Doesn’t feel good. I feel guilty about it, feel slightly embarrassed about it. Think everyday about taking down my Paypal donate button, and more so, my little earnest 144 word speech on the home page explaining to readers why they should contribute.
Why the stigma? I’m not asking for money for the hell of it, so I can chill out at home and watch TV at your expense. I work 18 hour days, hell, to be honest I’ve worked 56 hour days; stayed up a week with a couple hours of sleep a night, sitting in front of the computer so long, for so many continuous hours, your calves swell up. And I turn out a fair product I believe – – build a good cabinet, prepare a meal at a restaurant, carry you from your house to the hospital in an ambulance when you’re sick – – what is so different about constructing informative, creative paragraphs, either for an investigation or for a well thought out essay. A lot apparently.
Writing is different. It’s perceived as a privilege to be able to write, to get to express yourself, to have people listen to you – – that’s not work, you should be thrilled that you’ve got the opportunity. Heck, it’s like someone getting paid to have fun, to play baseball or something.
So writing as a hobby. Maybe. I used to write just because I wanted to. But I used to be 16-years old as well.
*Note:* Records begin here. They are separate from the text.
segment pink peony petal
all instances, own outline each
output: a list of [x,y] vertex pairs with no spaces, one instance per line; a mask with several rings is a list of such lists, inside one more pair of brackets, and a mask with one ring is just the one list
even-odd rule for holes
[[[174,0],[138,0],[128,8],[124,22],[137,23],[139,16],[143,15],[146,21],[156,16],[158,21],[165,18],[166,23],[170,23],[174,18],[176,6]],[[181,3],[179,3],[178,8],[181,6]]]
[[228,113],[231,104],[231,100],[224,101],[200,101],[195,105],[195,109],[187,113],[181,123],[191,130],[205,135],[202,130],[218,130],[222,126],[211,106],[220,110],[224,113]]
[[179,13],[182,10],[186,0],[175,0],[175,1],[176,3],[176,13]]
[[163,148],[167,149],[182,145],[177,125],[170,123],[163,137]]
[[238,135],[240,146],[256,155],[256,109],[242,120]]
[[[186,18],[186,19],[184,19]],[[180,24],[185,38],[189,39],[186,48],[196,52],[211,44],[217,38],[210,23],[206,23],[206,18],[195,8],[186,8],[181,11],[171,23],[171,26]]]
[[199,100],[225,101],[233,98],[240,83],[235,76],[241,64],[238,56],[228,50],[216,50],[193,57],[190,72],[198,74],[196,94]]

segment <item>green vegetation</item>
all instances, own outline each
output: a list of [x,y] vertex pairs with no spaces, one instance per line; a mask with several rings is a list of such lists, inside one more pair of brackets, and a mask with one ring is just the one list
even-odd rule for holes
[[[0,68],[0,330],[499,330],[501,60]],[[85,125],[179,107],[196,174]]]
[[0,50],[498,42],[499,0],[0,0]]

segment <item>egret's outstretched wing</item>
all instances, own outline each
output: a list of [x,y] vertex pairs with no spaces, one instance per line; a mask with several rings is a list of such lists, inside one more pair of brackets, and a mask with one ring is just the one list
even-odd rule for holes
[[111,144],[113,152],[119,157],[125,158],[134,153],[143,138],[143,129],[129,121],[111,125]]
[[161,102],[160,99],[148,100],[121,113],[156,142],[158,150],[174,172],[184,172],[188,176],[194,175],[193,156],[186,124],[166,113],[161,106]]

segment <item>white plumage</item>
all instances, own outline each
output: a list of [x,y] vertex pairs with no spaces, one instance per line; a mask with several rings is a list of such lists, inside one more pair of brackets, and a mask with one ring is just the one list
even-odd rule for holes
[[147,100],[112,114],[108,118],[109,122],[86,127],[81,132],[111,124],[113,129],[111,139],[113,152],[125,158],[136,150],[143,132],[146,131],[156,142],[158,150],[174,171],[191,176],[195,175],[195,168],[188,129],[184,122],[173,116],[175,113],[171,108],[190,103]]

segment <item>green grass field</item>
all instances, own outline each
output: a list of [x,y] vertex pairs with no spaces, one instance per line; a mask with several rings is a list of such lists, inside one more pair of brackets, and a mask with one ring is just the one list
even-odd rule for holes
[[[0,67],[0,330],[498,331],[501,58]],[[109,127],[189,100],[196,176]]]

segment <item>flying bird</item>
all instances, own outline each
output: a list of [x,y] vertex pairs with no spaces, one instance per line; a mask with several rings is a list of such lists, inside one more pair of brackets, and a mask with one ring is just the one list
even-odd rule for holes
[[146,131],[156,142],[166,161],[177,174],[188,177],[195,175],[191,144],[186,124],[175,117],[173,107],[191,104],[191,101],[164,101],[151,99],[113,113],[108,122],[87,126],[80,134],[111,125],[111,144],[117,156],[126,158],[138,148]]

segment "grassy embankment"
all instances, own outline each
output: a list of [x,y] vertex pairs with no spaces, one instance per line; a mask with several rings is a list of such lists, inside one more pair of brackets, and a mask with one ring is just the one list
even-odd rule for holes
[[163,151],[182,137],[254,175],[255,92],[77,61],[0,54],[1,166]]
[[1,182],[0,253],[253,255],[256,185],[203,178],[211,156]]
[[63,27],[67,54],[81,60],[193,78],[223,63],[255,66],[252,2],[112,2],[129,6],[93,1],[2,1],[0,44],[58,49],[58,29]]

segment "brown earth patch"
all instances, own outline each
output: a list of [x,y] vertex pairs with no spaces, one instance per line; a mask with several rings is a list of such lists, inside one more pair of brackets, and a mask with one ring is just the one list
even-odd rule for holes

But if I think of what I do as just a hobby and, say, doing construction, or selling shoes is real work, what does it say about my life’s work. That it’s second class, not really of value, that it’s kind of just fiddling around.
I’m not that bitter; I’ve been paid tens of thousands of dollars for almost 20 years to write. But I still think, and I can’t help it, when I see almost 1,000 hits a day on my site, how could not even one person give me even one dollar, just a dollar for all this work. And I think it’s because I’m just fiddling around while everyone else is really working.